Além disso, a falta de água na torneira das casas do quilombo não permitiu a adoção dos protocolos de higiene orientados pelos órgãos de saúde. O desabastecimento hídrico é uma realidade antiga para muitas famílias do Córrego do Rocha.

Quando questionada sobre o motivo do desabastecimento, Cida responsabiliza a má gestão da prefeitura do município. Para ela, esse é um problema de calamidade pública, e a maior parte dos esforços da associação que ela preside é voltada a resolver essa situação.

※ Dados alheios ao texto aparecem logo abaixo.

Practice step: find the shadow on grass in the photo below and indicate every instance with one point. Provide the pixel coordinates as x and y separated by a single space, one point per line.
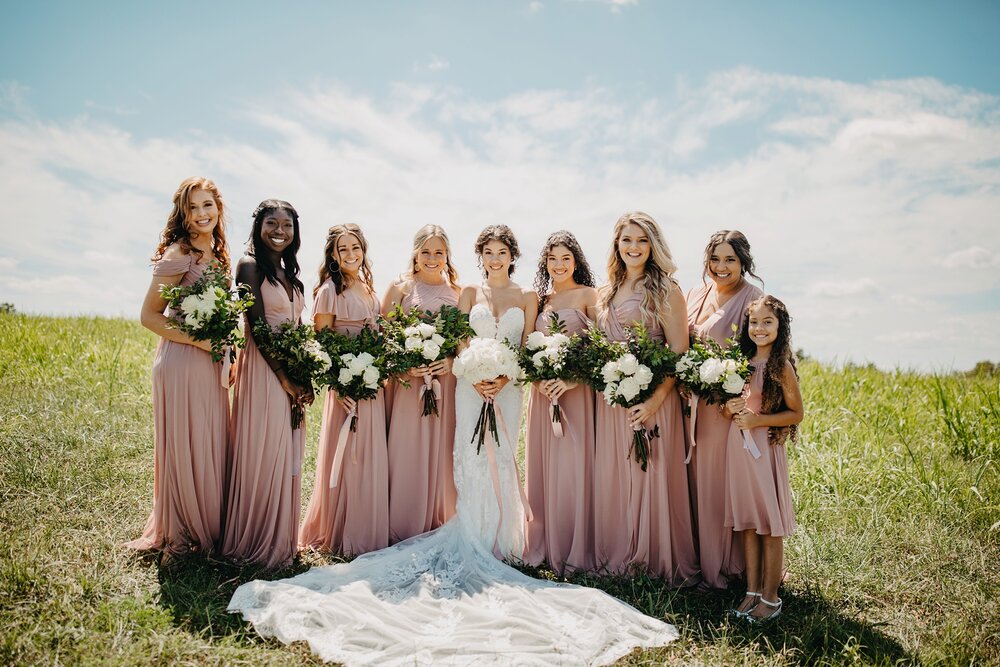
811 629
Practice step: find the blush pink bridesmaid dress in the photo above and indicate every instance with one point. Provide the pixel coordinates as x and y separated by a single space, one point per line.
559 471
265 469
720 552
190 421
642 519
352 517
421 478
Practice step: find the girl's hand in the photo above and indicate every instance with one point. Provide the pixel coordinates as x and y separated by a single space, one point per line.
747 419
734 406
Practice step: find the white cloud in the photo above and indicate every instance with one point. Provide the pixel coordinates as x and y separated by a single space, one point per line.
848 192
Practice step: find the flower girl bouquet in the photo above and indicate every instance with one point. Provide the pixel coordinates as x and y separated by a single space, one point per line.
544 357
716 374
486 359
417 338
296 347
209 309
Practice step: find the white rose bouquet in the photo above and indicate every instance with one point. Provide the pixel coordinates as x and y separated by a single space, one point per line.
544 357
486 359
295 346
418 338
209 309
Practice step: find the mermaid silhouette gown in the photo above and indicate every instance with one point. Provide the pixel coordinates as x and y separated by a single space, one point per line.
442 597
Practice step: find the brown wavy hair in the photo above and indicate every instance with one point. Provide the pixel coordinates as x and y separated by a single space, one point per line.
331 265
581 269
500 233
773 395
177 232
740 245
423 235
658 274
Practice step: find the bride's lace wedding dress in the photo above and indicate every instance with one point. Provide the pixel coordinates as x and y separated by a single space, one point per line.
443 598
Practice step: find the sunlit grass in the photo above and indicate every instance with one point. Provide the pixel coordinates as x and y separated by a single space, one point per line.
894 476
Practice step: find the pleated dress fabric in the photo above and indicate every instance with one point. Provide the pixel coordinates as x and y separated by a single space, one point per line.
265 453
352 517
642 520
190 422
559 471
720 551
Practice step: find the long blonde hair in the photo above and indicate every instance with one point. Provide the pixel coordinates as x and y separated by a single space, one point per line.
331 265
423 235
658 274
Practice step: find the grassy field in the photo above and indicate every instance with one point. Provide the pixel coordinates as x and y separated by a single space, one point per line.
897 558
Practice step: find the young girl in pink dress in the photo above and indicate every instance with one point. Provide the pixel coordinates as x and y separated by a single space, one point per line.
643 519
265 454
349 510
713 309
759 500
190 398
421 481
559 467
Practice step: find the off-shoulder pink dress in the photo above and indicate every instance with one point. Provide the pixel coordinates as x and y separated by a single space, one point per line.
641 519
720 553
560 470
265 469
759 495
190 416
352 517
421 477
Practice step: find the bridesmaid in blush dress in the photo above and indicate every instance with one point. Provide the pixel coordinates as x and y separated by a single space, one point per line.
265 469
190 397
421 478
352 516
559 467
643 519
713 309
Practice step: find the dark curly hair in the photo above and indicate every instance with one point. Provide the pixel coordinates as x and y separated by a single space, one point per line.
289 257
500 233
773 396
581 269
739 244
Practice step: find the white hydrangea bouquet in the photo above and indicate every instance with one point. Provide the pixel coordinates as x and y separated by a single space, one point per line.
209 309
715 374
544 357
295 346
486 359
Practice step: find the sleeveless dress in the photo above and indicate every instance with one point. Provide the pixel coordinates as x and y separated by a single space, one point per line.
421 480
759 496
352 517
265 469
442 598
720 552
559 471
190 422
641 519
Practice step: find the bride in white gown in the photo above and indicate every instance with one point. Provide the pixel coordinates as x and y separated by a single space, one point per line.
443 598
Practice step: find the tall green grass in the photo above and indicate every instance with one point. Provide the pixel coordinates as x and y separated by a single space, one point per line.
894 477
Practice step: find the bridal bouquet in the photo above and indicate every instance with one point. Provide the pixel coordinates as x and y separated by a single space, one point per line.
209 310
485 359
544 357
295 346
630 373
417 338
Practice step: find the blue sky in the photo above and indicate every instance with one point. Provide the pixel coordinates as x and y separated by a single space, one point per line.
857 144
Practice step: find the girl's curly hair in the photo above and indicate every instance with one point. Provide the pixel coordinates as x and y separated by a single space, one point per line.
581 269
773 396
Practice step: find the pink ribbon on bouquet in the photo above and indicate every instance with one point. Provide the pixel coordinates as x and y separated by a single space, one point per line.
556 425
693 404
491 458
338 456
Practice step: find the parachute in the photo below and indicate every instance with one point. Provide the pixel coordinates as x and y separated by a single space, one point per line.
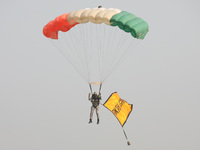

A região do Jequitinhonha, onde fica o quilombo, está localizada ao norte de Minas, e é naturalmente muito seca. Além disso, as práticas agropecuárias na área são feitas sem acompanhamento técnico; portanto, ocorrem sem muita responsabilidade pelo uso sustentável do recurso, que acaba faltando para os mais vulneráveis. Assim, os moradores estão presenciando a seca de diversos córregos na região.

Para reverter a situação, Cida vem tentando levar à tribuna de Chapada do Norte uma carta de apoio em nome de toda a Comunidade Quilombola de Córrego do Rocha. Algumas tentativas não sucederam, e a leitura da carta aberta foi adiada para dezembro, como se o problema não fosse urgente. A líder comunitária, sem esconder sua indignação, diz que os parlamentares estão impedindo os quilombolas de reivindicarem seus direitos básicos.